JPA : N-1 Relationships

You have a N-to-1 relationship when an object of a class has an associated object of another class (only one associated object) and several of this type of object can be linked to the same associated object. From the other end of the relationship it is effectively a 1-N, but from the point of view of the object in question, it is N-1. You can create the relationship in 2 ways depending on whether the 2 classes know about each other (bidirectional), or whether only the "N" side knows about the other class (unidirectional). These are described below.


Unidirectional

For this case you could have 2 classes, User and Account, as below.

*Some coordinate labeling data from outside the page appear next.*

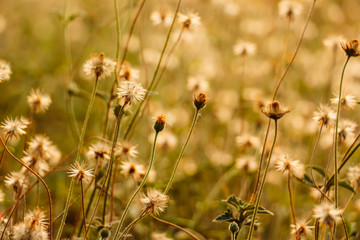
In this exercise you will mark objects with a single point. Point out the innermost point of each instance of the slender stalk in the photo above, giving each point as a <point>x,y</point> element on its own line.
<point>291,200</point>
<point>82,203</point>
<point>132,122</point>
<point>142,215</point>
<point>182,152</point>
<point>296,50</point>
<point>262,185</point>
<point>108,173</point>
<point>336,180</point>
<point>77,159</point>
<point>39,178</point>
<point>175,226</point>
<point>138,189</point>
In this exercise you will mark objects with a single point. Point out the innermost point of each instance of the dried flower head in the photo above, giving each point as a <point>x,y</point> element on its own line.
<point>155,200</point>
<point>99,66</point>
<point>200,101</point>
<point>325,116</point>
<point>351,47</point>
<point>126,151</point>
<point>327,214</point>
<point>289,9</point>
<point>189,20</point>
<point>346,131</point>
<point>274,110</point>
<point>347,101</point>
<point>354,176</point>
<point>160,123</point>
<point>131,92</point>
<point>288,165</point>
<point>38,102</point>
<point>127,73</point>
<point>161,16</point>
<point>13,127</point>
<point>244,48</point>
<point>132,169</point>
<point>16,181</point>
<point>301,229</point>
<point>80,172</point>
<point>32,228</point>
<point>99,151</point>
<point>5,71</point>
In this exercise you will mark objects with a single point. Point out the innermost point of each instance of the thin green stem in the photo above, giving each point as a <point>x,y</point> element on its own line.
<point>138,189</point>
<point>336,180</point>
<point>182,152</point>
<point>262,185</point>
<point>132,122</point>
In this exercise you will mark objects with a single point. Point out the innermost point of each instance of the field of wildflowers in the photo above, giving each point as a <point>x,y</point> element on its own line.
<point>178,119</point>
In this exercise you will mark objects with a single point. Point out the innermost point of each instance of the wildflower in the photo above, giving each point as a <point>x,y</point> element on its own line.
<point>301,229</point>
<point>287,165</point>
<point>354,176</point>
<point>289,9</point>
<point>347,101</point>
<point>351,47</point>
<point>247,141</point>
<point>346,131</point>
<point>197,83</point>
<point>126,151</point>
<point>13,127</point>
<point>5,71</point>
<point>99,66</point>
<point>132,169</point>
<point>327,214</point>
<point>161,17</point>
<point>189,21</point>
<point>274,110</point>
<point>38,102</point>
<point>16,181</point>
<point>80,172</point>
<point>244,49</point>
<point>333,42</point>
<point>128,73</point>
<point>246,163</point>
<point>200,101</point>
<point>155,200</point>
<point>99,151</point>
<point>160,123</point>
<point>325,116</point>
<point>2,196</point>
<point>32,228</point>
<point>131,91</point>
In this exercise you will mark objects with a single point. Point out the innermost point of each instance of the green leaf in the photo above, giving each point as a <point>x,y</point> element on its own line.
<point>346,184</point>
<point>226,216</point>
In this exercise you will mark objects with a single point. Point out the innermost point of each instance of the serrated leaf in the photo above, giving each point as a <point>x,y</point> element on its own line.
<point>346,184</point>
<point>226,216</point>
<point>319,170</point>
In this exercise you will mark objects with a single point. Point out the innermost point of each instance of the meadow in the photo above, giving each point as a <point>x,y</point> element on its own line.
<point>178,119</point>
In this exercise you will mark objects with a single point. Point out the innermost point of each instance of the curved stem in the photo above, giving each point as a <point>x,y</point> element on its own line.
<point>138,189</point>
<point>296,50</point>
<point>40,179</point>
<point>336,180</point>
<point>108,172</point>
<point>175,226</point>
<point>262,186</point>
<point>182,152</point>
<point>132,122</point>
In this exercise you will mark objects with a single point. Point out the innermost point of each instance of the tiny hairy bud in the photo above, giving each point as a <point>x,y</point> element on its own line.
<point>200,101</point>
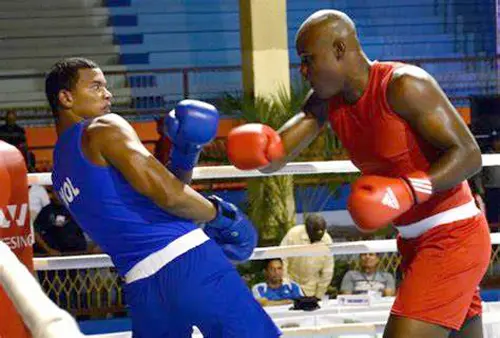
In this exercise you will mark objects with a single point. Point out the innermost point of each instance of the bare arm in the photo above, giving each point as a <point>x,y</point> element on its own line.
<point>298,132</point>
<point>120,147</point>
<point>417,98</point>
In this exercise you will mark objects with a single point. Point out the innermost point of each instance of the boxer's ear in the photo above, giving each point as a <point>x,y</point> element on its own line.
<point>65,98</point>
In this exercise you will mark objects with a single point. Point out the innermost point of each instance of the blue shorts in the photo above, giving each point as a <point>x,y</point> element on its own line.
<point>199,288</point>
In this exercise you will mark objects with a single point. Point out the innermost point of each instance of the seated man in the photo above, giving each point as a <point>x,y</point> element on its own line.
<point>368,279</point>
<point>313,274</point>
<point>275,290</point>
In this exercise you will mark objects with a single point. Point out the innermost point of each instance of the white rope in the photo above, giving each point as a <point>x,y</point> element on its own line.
<point>294,168</point>
<point>310,250</point>
<point>42,317</point>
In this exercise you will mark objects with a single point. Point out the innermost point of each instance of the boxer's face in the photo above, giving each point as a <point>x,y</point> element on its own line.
<point>321,63</point>
<point>90,97</point>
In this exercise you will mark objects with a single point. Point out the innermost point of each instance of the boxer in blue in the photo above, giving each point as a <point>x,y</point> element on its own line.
<point>146,216</point>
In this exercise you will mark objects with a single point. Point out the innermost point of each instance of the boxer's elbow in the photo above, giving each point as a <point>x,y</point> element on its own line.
<point>472,159</point>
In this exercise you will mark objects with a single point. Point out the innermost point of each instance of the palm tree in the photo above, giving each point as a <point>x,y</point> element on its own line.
<point>271,204</point>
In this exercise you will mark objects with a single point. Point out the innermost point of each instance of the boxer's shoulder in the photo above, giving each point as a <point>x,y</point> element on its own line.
<point>108,127</point>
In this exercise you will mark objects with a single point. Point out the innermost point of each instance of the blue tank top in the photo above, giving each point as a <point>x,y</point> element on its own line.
<point>126,225</point>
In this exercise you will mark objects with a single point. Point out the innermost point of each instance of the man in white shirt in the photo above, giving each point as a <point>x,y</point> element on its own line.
<point>313,274</point>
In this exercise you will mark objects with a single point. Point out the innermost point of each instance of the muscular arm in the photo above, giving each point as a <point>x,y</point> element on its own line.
<point>417,98</point>
<point>298,132</point>
<point>120,147</point>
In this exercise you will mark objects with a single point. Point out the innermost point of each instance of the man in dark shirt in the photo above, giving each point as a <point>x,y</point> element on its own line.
<point>11,132</point>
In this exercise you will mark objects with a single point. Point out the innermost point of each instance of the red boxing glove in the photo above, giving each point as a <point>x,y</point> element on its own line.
<point>254,146</point>
<point>375,201</point>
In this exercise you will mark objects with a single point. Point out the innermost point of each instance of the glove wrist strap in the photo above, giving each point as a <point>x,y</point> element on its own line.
<point>420,185</point>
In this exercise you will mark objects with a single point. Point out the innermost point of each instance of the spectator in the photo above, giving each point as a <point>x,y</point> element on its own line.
<point>56,232</point>
<point>368,279</point>
<point>313,274</point>
<point>13,133</point>
<point>276,290</point>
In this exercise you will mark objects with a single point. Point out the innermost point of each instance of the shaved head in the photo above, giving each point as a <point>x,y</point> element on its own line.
<point>328,46</point>
<point>331,24</point>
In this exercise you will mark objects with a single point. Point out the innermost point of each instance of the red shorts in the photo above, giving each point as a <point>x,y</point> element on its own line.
<point>442,269</point>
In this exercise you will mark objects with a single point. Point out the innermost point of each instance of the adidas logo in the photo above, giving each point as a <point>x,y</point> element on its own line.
<point>390,199</point>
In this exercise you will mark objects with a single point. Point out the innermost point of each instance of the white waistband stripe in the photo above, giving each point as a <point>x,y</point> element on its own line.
<point>157,260</point>
<point>459,213</point>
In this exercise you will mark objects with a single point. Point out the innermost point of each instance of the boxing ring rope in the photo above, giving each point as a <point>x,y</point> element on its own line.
<point>346,248</point>
<point>309,250</point>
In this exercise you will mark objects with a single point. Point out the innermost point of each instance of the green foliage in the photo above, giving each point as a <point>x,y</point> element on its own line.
<point>273,111</point>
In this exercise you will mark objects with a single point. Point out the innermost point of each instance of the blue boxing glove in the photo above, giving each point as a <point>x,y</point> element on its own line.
<point>190,125</point>
<point>232,230</point>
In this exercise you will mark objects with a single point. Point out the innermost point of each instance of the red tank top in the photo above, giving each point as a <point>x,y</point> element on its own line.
<point>15,231</point>
<point>380,142</point>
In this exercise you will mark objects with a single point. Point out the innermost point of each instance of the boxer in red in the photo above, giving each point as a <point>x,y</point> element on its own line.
<point>415,154</point>
<point>15,229</point>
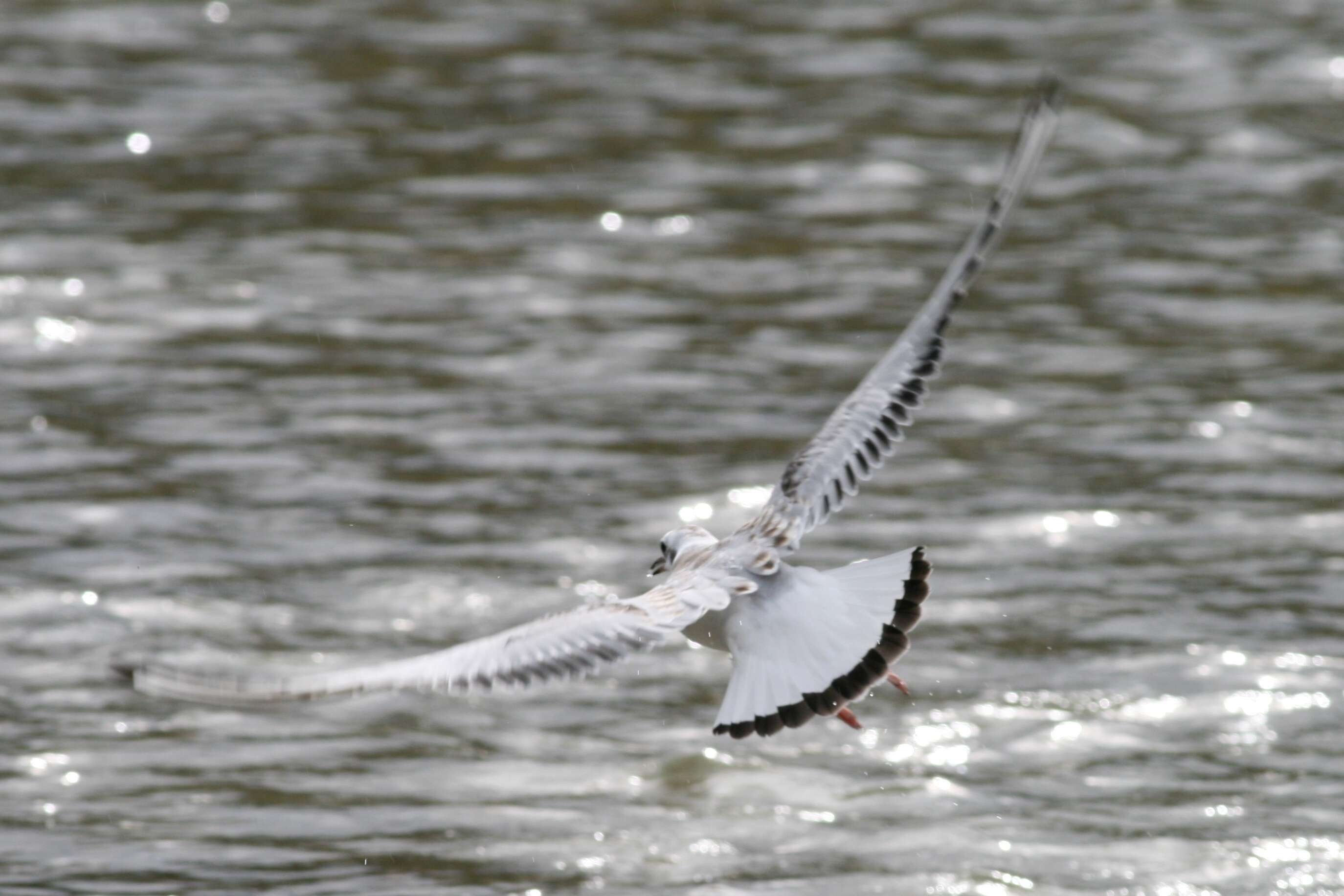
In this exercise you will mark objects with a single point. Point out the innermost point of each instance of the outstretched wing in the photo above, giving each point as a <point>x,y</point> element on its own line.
<point>862,433</point>
<point>563,645</point>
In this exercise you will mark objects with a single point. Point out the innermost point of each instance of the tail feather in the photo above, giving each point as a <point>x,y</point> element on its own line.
<point>812,660</point>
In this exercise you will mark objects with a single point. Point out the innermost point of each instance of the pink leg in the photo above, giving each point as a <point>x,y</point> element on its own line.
<point>901,686</point>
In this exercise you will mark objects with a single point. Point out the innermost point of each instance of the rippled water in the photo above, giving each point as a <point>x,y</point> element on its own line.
<point>322,344</point>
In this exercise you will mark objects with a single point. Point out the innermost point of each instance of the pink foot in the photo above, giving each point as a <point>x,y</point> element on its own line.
<point>901,686</point>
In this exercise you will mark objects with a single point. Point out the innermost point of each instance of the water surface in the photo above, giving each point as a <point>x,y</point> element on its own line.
<point>317,351</point>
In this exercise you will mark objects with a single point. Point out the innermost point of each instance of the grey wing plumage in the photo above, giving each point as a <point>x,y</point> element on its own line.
<point>563,645</point>
<point>862,433</point>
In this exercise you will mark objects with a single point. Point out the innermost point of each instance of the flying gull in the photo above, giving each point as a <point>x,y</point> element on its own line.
<point>804,643</point>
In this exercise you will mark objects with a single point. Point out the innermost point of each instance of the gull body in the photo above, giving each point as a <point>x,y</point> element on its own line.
<point>804,643</point>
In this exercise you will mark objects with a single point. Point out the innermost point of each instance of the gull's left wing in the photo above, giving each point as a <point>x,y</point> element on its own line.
<point>862,433</point>
<point>563,645</point>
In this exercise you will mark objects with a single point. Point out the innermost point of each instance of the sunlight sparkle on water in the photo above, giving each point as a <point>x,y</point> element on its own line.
<point>1054,524</point>
<point>694,512</point>
<point>53,330</point>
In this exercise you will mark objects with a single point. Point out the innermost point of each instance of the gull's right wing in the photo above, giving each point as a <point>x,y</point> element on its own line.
<point>862,433</point>
<point>563,645</point>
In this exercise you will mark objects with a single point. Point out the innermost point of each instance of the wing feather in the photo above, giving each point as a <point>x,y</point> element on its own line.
<point>563,645</point>
<point>866,427</point>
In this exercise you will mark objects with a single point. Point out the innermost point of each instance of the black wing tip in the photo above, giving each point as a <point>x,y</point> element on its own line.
<point>125,668</point>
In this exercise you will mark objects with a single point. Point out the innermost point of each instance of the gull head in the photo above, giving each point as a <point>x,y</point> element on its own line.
<point>679,542</point>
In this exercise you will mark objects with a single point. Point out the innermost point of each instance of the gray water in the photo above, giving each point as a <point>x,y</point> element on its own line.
<point>336,363</point>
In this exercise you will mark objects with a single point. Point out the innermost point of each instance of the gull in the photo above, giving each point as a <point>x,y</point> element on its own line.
<point>804,643</point>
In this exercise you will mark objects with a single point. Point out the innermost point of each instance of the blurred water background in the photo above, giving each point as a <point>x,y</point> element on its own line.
<point>336,331</point>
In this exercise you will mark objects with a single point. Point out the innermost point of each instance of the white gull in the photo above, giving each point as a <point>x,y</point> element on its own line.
<point>804,643</point>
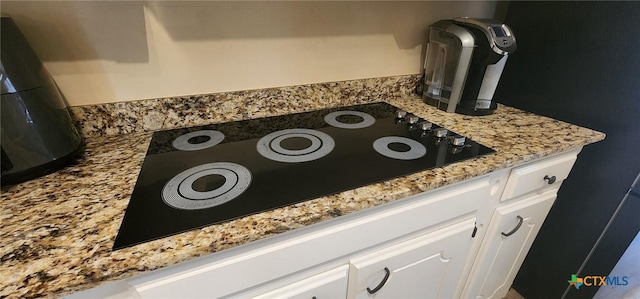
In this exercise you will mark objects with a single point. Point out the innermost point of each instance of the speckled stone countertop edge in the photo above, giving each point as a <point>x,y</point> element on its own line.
<point>193,110</point>
<point>49,251</point>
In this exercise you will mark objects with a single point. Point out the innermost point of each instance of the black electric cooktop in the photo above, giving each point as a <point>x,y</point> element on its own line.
<point>194,177</point>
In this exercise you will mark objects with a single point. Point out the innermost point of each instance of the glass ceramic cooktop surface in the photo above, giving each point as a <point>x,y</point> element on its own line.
<point>195,177</point>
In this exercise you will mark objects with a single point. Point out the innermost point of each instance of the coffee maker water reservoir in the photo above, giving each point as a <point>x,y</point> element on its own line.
<point>463,63</point>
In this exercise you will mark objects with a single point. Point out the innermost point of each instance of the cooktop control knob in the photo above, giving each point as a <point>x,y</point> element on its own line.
<point>425,125</point>
<point>440,132</point>
<point>412,119</point>
<point>457,141</point>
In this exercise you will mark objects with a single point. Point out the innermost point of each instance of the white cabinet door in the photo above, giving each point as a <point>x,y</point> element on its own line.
<point>428,266</point>
<point>511,232</point>
<point>329,284</point>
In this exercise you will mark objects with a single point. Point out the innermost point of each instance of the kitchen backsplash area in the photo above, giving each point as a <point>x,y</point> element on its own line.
<point>193,110</point>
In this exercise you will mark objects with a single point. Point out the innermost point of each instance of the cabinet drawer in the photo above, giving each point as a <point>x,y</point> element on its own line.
<point>329,284</point>
<point>538,175</point>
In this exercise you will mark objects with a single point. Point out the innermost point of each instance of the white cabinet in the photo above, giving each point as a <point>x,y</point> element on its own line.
<point>238,271</point>
<point>445,243</point>
<point>428,266</point>
<point>527,198</point>
<point>329,284</point>
<point>509,237</point>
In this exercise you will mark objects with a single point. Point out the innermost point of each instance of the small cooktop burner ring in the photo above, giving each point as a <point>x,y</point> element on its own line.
<point>270,146</point>
<point>416,149</point>
<point>179,192</point>
<point>332,119</point>
<point>182,142</point>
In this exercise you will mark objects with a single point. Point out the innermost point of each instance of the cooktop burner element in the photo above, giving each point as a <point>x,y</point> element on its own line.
<point>198,140</point>
<point>384,146</point>
<point>195,177</point>
<point>365,119</point>
<point>180,192</point>
<point>270,146</point>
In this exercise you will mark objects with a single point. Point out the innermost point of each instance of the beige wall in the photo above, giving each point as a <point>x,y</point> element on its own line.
<point>111,51</point>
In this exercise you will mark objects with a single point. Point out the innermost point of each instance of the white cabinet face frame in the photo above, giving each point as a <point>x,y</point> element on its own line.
<point>428,266</point>
<point>511,233</point>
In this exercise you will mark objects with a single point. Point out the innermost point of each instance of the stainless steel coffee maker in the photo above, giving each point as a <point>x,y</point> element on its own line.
<point>463,63</point>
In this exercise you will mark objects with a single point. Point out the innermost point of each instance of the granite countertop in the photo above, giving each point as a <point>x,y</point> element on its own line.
<point>58,230</point>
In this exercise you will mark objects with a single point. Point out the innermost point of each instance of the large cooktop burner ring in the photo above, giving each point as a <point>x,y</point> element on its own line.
<point>182,142</point>
<point>332,119</point>
<point>270,146</point>
<point>416,149</point>
<point>179,192</point>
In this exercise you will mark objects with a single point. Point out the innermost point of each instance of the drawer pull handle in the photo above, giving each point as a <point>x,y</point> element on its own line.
<point>382,283</point>
<point>520,220</point>
<point>550,180</point>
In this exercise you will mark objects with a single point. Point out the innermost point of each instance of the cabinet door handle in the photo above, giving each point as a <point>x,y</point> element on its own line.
<point>520,220</point>
<point>382,283</point>
<point>550,179</point>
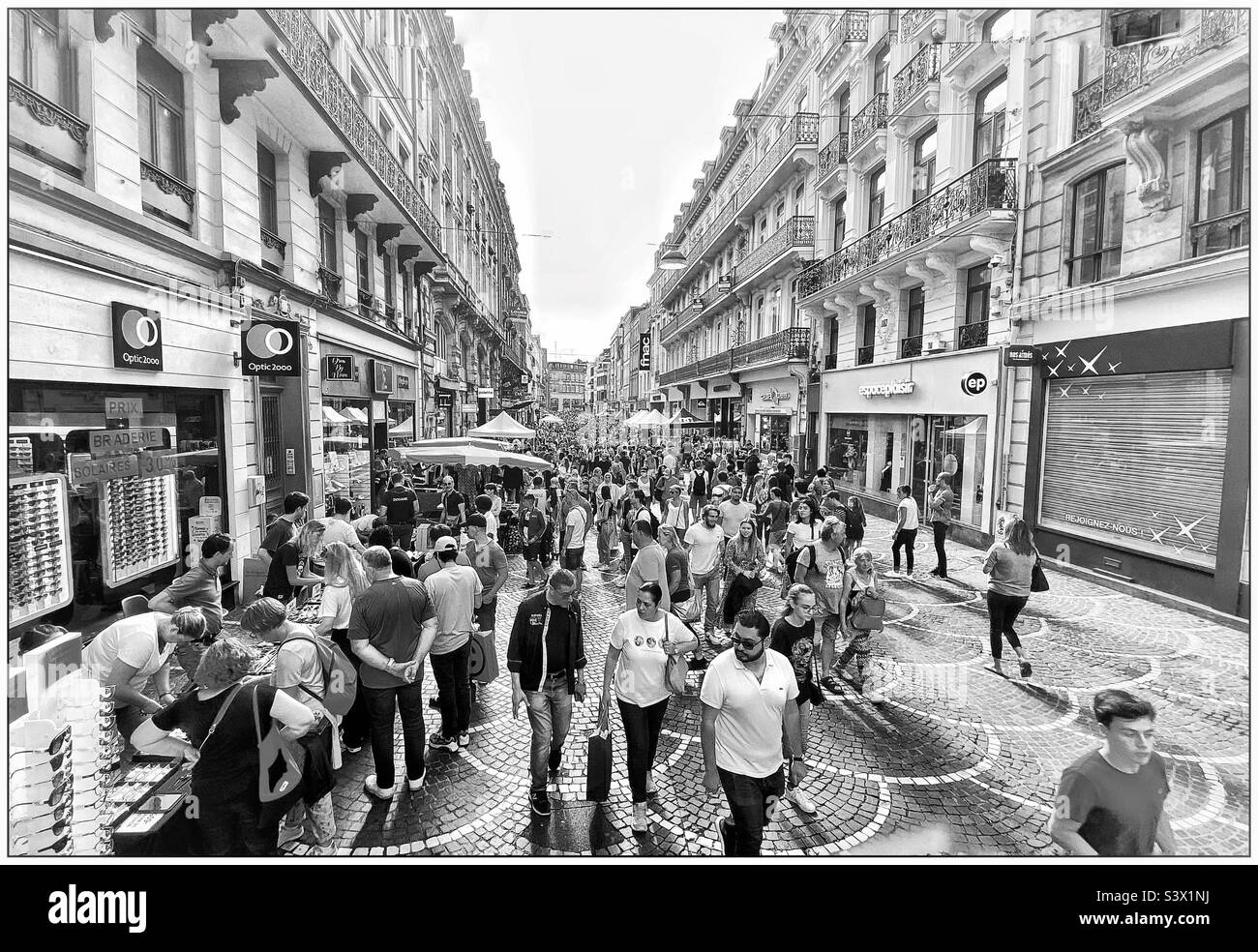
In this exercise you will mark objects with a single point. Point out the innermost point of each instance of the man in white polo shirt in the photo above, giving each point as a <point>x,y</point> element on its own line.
<point>749,697</point>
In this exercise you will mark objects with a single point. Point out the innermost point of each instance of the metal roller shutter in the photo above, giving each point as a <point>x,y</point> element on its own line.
<point>1137,460</point>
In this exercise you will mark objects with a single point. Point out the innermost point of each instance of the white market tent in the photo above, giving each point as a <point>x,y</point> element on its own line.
<point>503,427</point>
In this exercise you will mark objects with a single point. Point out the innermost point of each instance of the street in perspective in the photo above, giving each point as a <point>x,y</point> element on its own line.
<point>438,432</point>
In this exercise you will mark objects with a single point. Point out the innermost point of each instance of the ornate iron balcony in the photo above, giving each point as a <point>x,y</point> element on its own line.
<point>969,336</point>
<point>1131,67</point>
<point>923,68</point>
<point>792,343</point>
<point>1221,233</point>
<point>990,185</point>
<point>834,155</point>
<point>795,233</point>
<point>306,54</point>
<point>868,121</point>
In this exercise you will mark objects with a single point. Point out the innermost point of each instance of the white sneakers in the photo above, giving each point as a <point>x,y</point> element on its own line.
<point>799,797</point>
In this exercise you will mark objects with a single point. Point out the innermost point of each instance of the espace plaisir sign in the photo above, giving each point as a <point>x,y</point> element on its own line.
<point>271,347</point>
<point>137,342</point>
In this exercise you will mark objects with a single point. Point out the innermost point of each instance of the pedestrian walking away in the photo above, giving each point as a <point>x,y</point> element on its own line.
<point>393,628</point>
<point>1007,566</point>
<point>1111,801</point>
<point>747,699</point>
<point>546,658</point>
<point>642,642</point>
<point>940,507</point>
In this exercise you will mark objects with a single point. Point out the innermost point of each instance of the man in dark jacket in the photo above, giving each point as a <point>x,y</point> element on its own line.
<point>546,657</point>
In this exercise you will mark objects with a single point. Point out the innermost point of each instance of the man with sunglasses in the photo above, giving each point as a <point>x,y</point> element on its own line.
<point>749,703</point>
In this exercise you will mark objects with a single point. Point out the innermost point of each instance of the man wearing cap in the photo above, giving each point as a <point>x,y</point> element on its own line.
<point>454,591</point>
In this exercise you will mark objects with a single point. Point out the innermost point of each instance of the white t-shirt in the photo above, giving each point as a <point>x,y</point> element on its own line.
<point>577,527</point>
<point>704,548</point>
<point>640,678</point>
<point>749,727</point>
<point>134,641</point>
<point>336,605</point>
<point>910,510</point>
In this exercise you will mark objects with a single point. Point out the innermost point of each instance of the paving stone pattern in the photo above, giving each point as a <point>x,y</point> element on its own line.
<point>957,759</point>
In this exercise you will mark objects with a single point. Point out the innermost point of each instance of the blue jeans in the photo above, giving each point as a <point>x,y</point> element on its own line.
<point>749,799</point>
<point>550,712</point>
<point>382,703</point>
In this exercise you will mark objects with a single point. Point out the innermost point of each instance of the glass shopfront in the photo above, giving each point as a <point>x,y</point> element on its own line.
<point>872,454</point>
<point>130,533</point>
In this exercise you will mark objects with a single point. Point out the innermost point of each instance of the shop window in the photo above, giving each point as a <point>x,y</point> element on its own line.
<point>989,121</point>
<point>1223,185</point>
<point>160,112</point>
<point>1095,235</point>
<point>131,533</point>
<point>877,196</point>
<point>923,164</point>
<point>37,54</point>
<point>1106,460</point>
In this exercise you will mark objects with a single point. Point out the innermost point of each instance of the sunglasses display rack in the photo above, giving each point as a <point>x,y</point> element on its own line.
<point>41,578</point>
<point>139,525</point>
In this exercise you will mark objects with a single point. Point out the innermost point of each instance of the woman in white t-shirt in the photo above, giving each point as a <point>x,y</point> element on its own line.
<point>642,642</point>
<point>344,581</point>
<point>906,529</point>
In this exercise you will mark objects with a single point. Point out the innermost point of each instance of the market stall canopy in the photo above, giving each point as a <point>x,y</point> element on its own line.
<point>468,453</point>
<point>503,427</point>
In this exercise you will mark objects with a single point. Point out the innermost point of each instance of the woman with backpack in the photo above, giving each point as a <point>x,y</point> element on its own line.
<point>860,582</point>
<point>218,721</point>
<point>1007,566</point>
<point>344,581</point>
<point>301,673</point>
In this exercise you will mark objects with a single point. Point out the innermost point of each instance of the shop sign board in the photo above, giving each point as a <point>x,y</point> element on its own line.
<point>339,366</point>
<point>97,470</point>
<point>1022,356</point>
<point>107,443</point>
<point>381,376</point>
<point>892,389</point>
<point>271,347</point>
<point>137,342</point>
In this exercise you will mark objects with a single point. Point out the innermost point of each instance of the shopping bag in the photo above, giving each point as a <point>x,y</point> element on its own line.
<point>598,762</point>
<point>482,658</point>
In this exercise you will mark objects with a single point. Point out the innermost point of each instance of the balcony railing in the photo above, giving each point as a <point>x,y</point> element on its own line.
<point>990,185</point>
<point>713,366</point>
<point>923,68</point>
<point>868,121</point>
<point>792,343</point>
<point>1131,67</point>
<point>970,336</point>
<point>795,233</point>
<point>307,55</point>
<point>1221,233</point>
<point>834,155</point>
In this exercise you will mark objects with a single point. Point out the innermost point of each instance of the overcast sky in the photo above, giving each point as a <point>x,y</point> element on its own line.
<point>602,120</point>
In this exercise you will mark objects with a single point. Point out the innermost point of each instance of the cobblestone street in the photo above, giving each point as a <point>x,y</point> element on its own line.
<point>957,759</point>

so the Account class ("N" side) knows about the User class ("1" side), but not vice-versa, and are using a join table. A particular user could be related to several accounts. If you define the Meta-Data for these classes as follows

<entity-mappings>
    <entity class="User">
        <table name="USER"/>
        <attributes>
            <id name="id">
                <column name="USER_ID"/>
            </id>
            ...
        </attributes>
    </entity>

    <entity class="Account">
        <table name="ACCOUNT"/>
        <attributes>
            <id name="id">
                <column name="ACCOUNT_ID"/>
            </id>
            ...
            <many-to-one name="user">
                <join-table name="ACCOUNT_USER"/>
            </many-to-one>
        </attributes>
    </entity>
</entity-mappings>

alternatively using annotations

public class Account
{
    ...

    @ManyToOne
    @JoinTable(name="ACCOUNT_USER")
    User user;
}

This will create 3 tables in the database, one for User (with name USER), one for Account (with name ACCOUNT), and a join table (with name ACCOUNT_USER), as shown below.

Note that in the case of non-RDBMS datastores there is no join-table, simply a "column" in the ACCOUNT "table", storing the "id" of the related object


Bidirectional

This relationship is described in the guide for 1-N relationships. In particular there are 2 ways to define the relationship for RDBMS : the first uses a Join Table to hold the relationship, whilst the second uses a Foreign Key in the "N" object to hold the relationship. For non-RDBMS datastores each side will have a "column" (or equivalent) in the "table" of the N side storing the "id" of the related (owning) object. Please refer to the 1-N relationships bidirectional relations since they show this exact relationship.